According to McCarthy, John ran into the lobby and told officers his wife was having a baby and needed help. McCarthy rushed out to the Kutzner's car and looked at Nancy. He told her not to worry, that the ambulance was on its way.
Nancy already had two children, and she knew the baby wasn't going to wait. She looked at him and said, "No, I'm having this baby now."
So McCarthy situated the mother-to-be as best he could. A state trooper who had been at the station cradled Nancy's head on the passenger side of the car, and McCarthy leaned into the car from the driver's side. As Nancy's sweatpants were removed and he moved in, he said the baby's head was immediately in his hands.
"Boom! There's this baby head in my hand," McCarthy recalled.

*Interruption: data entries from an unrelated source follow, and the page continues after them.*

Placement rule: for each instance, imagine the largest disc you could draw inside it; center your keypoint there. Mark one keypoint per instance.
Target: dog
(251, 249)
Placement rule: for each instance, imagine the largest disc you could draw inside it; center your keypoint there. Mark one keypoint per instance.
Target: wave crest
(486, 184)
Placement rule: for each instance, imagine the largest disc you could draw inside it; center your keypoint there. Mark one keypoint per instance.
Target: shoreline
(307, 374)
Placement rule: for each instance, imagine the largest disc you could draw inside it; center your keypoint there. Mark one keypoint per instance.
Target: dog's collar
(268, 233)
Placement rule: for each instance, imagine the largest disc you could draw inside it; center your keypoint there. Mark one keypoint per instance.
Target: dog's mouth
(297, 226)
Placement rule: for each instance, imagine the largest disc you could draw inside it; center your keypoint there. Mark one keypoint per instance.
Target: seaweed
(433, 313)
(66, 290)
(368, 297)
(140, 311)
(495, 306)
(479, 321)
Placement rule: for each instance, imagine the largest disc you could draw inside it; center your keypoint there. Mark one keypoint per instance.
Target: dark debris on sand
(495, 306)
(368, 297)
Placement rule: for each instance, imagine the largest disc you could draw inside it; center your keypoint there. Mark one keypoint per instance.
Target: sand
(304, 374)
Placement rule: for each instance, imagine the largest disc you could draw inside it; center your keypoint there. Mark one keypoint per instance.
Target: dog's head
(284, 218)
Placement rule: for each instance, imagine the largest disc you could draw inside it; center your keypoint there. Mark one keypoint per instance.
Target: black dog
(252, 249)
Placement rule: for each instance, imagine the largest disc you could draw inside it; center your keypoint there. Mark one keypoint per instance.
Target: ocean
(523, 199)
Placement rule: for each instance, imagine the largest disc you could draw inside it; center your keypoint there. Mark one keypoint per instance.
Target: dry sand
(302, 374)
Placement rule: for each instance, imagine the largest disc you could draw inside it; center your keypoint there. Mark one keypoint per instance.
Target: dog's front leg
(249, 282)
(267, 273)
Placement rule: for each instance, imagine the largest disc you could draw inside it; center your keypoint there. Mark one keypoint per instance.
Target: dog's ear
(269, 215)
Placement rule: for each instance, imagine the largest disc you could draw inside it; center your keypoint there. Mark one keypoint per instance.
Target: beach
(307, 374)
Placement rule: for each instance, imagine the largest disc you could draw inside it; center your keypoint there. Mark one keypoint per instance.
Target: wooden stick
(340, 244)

However, he immediately noticed the purplish umbilical cord around the baby's neck. The baby naturally moved to the side and just like that, Jodi was born.
"This little human being was extremely slippery," McCarthy said. "I was holding on to her with everything I had."
Although he said the baby was animated, moving her fingers and toes, McCarthy — who had no children and had never delivered a baby — knew he had to stimulate her breathing. He took a deep breath and blew into the baby's face, and she started to cry.
Jodi was breathing.
McCarthy looked at Nancy and announced she had a new baby girl.
Paramedics arrived and took over in assisting the family. As he walked back to the station to clean up, McCarthy passed the car and heard Nancy call out, "Thank you, Leo."
Healthy and happy, Jodi and her mom made it through her first year. When it was time to celebrate her first birthday, Nancy and John decided to invite McCarthy to the party to thank him for his help.
McCarthy still remembers how the sheet cake was decorated: A police station with an ambulance off in the distance on the other side of the cake.
About the time Jodi turned 16, McCarthy contacted Nancy and asked if it would be OK to send her a birthday gift. Of course, Nancy consented, and McCarthy mailed a DVD of a TV news interview from the night Jodi was born.
Jodi had never seen the newscast.
McCarthy also sent her a card and a gift of money. It meant a lot to Jodi to have a connection to such a generous police officer. Not only did he save her life, he stayed in contact.
Jodi graduated from West Allegheny High School in June, and was accepted to St. Francis University for the fall 2014 semester. When her family started to plan her high school graduation party, Nancy wanted to invite McCarthy to meet her daughter for a second time.
"My mom secretly invited him to my grad party," Jodi said.
When he arrived at the party, Nancy suggested Jodi talk to her guest, assuring her that she did, in fact, know him. When McCarthy identified himself, Jodi was thrilled.
"It was just wonderful," she said. "I had no idea he was coming. He was like a myth or legend and it was awesome to meet him."
Jodi said McCarthy has become a family friend and her parents are still thankful for his help in 1996.
While he maintains he was only the "catcher's mitt" in her birth, McCarthy remembers what he did that night fondly.
"Without question absolute best day of my career," he said. "... I didn't do anything except my duty."
McCarthy is proud of Jodi, calling her "accomplished, attractive and articulate."
Jodi is now at St. Francis University, where she is a member of the marching band. And as if fate played a role, she's studying to be a physician's assistant. She just may end up delivering a baby, too.
Now that McCarthy is the department chief, all Moon police officers carry a basic OB kit with gloves, a gown, a sterile pad and a utensil to clamp the umbilical cord.
"You never know when you might have to do something like that," he said.